FW: <OT> Ubuntu to all
Dirk Moolman
DirkM
Tue Jan 9 08:38:27 PST 2007
[Matthew]
Hey all,
My wife and I recently housed a refugee family for a week before they
moved
into their new home. My church sponsored the family to come over from
Rwanda
where they've been living in less than ideal circumstances (refugee
camp) for
10-15 years. The father speaks French and his native tribal tongue, his
wife
only speaks the tribal dialect and his five children have a smattering
of
both.
While my French took a soaring leap during that week, it had no where
else to
go but up, and I found it easier to communicate when some other refugee
folks
came over to visit. Turns out they had been in the same camp, and the
father
of the new family had taught them French in the refugee camp.

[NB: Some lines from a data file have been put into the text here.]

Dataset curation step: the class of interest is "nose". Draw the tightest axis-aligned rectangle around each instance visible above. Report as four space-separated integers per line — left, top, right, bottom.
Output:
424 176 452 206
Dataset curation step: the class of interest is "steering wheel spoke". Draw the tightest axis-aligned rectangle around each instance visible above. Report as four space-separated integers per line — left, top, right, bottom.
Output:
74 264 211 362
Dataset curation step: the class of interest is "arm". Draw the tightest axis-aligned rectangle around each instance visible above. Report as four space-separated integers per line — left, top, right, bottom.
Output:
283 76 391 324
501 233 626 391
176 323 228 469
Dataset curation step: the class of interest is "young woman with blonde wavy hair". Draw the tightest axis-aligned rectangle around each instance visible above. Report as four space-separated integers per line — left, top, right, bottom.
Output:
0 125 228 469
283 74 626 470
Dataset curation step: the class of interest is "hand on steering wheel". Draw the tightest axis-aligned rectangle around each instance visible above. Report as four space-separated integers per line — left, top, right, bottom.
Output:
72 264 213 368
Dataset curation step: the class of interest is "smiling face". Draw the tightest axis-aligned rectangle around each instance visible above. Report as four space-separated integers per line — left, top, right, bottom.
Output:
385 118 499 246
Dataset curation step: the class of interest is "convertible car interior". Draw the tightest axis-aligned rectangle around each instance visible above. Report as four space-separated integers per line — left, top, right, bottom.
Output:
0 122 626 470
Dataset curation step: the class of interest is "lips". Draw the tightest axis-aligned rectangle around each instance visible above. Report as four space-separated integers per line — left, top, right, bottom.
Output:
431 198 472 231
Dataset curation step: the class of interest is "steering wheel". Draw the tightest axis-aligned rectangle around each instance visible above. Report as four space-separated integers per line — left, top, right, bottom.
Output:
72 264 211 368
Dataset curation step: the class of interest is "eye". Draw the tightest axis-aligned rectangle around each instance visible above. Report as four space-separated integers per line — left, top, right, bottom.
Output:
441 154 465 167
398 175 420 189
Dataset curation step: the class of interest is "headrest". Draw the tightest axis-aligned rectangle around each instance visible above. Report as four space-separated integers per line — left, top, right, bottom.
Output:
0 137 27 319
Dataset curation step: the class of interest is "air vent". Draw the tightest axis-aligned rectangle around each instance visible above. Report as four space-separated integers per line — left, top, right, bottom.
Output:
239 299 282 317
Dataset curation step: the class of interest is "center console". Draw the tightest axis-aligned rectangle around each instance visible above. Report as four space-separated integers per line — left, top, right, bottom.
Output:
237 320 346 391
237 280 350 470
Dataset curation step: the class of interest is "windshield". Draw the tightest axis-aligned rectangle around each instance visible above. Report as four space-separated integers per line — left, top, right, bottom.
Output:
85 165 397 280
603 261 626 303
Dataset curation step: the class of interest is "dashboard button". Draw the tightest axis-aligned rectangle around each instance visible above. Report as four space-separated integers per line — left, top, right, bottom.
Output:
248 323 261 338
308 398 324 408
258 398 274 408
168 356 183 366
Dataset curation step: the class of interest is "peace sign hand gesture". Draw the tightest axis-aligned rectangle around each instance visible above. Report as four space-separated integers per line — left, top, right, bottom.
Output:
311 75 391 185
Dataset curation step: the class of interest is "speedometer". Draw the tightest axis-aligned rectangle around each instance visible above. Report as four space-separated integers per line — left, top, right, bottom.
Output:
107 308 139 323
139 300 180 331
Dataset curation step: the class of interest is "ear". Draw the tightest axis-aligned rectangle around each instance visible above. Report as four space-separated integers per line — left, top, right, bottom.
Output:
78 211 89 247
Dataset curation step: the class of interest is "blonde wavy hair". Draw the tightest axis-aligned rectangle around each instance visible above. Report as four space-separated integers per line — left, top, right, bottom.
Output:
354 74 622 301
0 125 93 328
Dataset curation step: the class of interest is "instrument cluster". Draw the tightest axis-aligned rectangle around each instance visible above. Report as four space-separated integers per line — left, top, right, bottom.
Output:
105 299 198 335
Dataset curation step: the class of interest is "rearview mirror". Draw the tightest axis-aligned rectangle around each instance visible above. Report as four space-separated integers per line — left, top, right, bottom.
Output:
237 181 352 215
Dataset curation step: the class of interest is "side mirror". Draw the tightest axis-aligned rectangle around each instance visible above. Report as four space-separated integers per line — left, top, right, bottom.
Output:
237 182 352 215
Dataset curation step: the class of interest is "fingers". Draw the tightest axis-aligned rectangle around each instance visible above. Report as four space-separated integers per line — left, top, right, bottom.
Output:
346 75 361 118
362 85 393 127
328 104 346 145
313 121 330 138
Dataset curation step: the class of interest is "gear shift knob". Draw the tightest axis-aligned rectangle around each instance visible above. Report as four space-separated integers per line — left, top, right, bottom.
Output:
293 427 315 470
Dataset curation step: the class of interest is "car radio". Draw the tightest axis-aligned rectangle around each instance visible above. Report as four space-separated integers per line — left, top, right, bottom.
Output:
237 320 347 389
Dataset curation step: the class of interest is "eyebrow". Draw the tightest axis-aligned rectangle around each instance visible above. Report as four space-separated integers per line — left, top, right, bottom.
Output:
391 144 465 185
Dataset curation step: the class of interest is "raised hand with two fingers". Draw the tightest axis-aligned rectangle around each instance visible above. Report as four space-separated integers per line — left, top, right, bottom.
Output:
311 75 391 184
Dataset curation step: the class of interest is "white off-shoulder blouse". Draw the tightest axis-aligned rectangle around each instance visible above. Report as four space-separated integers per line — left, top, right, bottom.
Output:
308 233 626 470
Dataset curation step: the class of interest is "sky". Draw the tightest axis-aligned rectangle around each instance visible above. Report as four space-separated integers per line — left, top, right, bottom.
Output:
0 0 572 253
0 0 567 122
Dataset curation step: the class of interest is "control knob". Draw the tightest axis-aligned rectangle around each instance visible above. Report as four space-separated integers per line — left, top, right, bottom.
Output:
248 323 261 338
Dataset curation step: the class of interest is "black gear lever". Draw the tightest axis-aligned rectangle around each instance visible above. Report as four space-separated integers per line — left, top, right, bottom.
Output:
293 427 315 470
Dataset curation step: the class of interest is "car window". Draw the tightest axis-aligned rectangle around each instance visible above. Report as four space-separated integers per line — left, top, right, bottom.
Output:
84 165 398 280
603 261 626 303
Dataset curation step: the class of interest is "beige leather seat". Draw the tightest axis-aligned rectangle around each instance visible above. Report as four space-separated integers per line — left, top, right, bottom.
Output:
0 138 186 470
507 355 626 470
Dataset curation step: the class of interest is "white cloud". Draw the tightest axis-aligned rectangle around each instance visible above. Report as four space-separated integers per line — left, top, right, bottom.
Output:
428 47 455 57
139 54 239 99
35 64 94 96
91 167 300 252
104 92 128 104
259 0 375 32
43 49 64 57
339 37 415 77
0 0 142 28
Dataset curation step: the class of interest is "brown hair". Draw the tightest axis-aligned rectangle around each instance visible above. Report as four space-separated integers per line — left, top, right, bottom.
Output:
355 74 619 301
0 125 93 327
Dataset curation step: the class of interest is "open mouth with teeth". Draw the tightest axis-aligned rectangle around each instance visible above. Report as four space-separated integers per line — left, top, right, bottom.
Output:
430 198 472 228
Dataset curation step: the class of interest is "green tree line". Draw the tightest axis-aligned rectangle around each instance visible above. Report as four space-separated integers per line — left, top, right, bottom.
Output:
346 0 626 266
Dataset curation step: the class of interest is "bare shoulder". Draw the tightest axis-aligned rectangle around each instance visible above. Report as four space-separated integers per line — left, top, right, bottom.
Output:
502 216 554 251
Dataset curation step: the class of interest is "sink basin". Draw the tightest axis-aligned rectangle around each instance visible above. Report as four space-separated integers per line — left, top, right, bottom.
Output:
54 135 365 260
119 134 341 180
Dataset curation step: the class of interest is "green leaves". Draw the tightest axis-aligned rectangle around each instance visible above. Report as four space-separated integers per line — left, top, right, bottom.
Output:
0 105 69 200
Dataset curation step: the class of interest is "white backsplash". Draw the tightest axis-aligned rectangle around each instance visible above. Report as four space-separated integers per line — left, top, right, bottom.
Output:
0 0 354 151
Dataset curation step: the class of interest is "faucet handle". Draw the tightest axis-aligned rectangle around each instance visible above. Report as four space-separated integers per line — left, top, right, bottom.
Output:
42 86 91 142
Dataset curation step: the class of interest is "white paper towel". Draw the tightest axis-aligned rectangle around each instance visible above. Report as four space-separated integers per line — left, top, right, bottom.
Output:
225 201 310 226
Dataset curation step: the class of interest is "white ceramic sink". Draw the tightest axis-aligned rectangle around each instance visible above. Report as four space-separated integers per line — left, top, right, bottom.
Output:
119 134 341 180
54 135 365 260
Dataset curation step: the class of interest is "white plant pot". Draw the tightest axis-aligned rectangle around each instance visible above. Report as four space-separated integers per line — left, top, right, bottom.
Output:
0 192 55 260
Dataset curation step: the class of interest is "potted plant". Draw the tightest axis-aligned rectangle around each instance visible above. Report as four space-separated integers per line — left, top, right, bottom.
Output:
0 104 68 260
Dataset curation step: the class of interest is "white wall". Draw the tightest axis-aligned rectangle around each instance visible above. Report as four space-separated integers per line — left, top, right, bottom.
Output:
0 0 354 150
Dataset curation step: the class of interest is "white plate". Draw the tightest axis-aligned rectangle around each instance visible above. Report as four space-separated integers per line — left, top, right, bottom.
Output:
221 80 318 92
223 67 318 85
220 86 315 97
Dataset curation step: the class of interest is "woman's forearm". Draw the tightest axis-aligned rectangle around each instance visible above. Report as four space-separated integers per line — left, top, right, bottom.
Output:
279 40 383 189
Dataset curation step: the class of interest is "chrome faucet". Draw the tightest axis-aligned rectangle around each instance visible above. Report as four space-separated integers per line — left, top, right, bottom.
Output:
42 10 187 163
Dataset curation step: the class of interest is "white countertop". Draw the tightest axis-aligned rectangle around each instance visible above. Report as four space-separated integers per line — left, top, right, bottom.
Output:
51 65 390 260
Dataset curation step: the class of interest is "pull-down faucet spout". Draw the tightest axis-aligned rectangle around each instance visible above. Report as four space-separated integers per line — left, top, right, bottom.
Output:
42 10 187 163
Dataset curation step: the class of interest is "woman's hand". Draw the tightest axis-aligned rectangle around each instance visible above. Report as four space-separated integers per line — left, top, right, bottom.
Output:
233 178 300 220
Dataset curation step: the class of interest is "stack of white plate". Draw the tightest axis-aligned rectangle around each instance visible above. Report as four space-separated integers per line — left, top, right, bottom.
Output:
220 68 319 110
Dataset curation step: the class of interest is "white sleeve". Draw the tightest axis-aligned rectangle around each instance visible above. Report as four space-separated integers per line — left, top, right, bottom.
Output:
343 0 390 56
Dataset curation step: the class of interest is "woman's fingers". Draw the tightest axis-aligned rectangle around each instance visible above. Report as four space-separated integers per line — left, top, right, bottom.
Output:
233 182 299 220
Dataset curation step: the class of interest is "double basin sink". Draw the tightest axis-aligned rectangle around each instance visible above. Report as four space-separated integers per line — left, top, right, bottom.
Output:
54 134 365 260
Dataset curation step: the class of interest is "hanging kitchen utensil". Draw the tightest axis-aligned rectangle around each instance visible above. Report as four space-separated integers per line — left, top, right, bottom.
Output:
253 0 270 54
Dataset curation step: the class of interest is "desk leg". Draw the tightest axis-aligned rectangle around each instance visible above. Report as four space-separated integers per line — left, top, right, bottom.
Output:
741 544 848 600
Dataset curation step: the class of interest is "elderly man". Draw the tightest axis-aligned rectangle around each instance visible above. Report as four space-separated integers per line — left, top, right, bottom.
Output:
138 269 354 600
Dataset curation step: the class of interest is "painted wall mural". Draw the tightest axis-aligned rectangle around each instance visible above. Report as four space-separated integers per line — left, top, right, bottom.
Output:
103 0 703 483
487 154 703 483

So while the refugee friend, Dale, was over I asked if he had ever heard
of
the term UBUNTU. He immediately showed a sign of recognition, and we
chatted
a bit about what it means. It turns out, almost all tribal languages in
Africa share a lot of the same words. Their use and pronunciation
varies a
bit between dialects, but UBUNTU means basically the same thing
throughout
the whole continent. Everybody in our refugee family had two names...
one
was French-derived, and the other was their African name and means
something.
Oddly enough, one of their names had "ubunto" on the end, and it is
based on
the word Ubuntu. Very cool.
Anyway, happy trivia, guys :)
[Dirk]
Ubuntu: "I am human, because you are human",
A figure of speech that describes the importance of group solidarity on
issues that were pivotal to the survival of the African communities, who
as a consequence of poverty and deprivation have to survive through
group care and not only individual reliance.